Pharmaceutical group Hikma posted profits after investment bank Citi upgraded its stock. The shares rose 2.2 per cent, or 43 pence, to 1,973 pence.

Stock market surveillance – Novacyt

1718167682 892 MARKET REPORT Oxford Instruments rises on 15m Swiss rival acquisition

Novacyt shares plunged 19.8 per cent, or 13.8p, to 56p after it agreed to pay £5m to resolve a two-year dispute with the Department of Health and Social Care (DHSC). .

The trial between the molecular diagnostics company and the Government was to begin on Monday, but will no longer continue.

The company and the DHSC have now resolved all claims and counterclaims, with neither party making “any admission, liability or wrongdoing.”

A drop in metals prices weighed on mining stocks, with Glencore falling 2.2 per cent, or 10.25 pence, to 465.55 pence, Rio Tinto losing 2 per cent, or 106 pence, to 5,251 pence and Antofagasta down 4.3 per cent, or 92 pence, to 2,067 pence.

Gold producers also fell into the red: Hochschild Mining fell 2.8 per cent, or 5 pence, to 176.4 pence, Fresnillo fell 1.6 per cent, or 9 pence, to 551 pence and Centamin lost a 1.5 per cent, or 1.7p, to 114.1p.

Recruitment firm Hays traded lower after BNP Paribas Exane downgraded its shares.

The shares fell 2.3 per cent, or 2.4 pence, to 102.3 pence.

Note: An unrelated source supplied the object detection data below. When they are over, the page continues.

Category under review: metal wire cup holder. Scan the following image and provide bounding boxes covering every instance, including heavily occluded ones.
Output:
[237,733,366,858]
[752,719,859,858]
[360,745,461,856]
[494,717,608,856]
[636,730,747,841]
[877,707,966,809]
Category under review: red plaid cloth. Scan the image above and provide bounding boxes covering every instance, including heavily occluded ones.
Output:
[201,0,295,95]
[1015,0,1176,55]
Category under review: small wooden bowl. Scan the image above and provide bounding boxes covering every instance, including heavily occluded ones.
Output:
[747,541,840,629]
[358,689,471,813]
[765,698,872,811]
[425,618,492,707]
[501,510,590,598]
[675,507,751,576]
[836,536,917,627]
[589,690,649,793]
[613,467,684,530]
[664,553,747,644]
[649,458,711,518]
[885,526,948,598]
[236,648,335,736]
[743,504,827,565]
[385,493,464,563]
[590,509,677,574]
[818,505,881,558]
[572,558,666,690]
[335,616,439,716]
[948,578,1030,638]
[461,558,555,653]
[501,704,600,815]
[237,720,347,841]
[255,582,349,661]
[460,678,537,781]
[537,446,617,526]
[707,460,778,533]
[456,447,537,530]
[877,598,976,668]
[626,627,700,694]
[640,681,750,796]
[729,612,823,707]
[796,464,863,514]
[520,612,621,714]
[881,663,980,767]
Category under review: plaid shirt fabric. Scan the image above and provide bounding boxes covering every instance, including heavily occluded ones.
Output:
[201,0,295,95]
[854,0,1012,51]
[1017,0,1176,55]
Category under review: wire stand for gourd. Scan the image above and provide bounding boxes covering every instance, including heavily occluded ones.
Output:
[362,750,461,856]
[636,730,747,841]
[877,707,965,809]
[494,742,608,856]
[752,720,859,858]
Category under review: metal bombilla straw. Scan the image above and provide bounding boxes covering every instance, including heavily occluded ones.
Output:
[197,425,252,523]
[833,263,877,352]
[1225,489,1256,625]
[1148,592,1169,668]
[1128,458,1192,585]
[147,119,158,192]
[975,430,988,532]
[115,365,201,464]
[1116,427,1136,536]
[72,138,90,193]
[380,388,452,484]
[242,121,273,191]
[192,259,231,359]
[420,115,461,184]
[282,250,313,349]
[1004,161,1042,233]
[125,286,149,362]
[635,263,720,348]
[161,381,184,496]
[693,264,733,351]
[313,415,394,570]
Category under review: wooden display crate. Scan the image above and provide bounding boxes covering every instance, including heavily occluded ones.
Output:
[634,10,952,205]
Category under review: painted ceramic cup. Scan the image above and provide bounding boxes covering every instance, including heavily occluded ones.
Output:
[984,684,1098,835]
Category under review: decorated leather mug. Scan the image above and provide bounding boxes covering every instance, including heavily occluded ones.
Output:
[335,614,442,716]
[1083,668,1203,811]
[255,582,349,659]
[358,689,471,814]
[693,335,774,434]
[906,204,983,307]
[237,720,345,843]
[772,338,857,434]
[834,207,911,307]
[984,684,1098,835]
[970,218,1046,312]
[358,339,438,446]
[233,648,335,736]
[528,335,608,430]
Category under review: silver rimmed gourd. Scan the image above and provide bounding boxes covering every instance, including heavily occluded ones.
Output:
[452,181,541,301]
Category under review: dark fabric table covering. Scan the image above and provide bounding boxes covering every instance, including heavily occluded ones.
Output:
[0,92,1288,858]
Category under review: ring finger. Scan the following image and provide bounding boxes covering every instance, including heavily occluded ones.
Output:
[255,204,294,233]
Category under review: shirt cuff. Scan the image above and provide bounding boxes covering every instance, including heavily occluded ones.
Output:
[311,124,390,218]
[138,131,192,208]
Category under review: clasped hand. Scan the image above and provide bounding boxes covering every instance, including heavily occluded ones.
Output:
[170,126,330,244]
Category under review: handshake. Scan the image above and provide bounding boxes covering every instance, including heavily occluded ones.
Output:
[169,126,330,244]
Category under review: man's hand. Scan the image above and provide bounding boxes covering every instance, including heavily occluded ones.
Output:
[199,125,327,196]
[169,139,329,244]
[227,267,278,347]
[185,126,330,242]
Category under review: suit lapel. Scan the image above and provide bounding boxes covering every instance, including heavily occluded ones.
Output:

Capricorn Energy is on track to receive a bumper payout after reaching a key milestone.

The company sold its stake in the Sangomar oil field off the coast of Senegal to Australian energy company Woodside in December 2020.

As part of the agreement, Capricorn Energy was entitled to a special payment of up to £39 million once production began.

Capricorn shares soared 8.8 per cent, or 15p, to 186.5p, but Woodside lost 1.8 per cent, or 26p, to 1,396p.

Bus and train operator First Group hit speed bumps when it raised the alarm over Labour’s plans to renationalise the railways.

Chief Graham Sutherland described nationalization as “clearly a challenge”. The shares fell 2.8 per cent, or 4.7 pence, to 164.8 pence.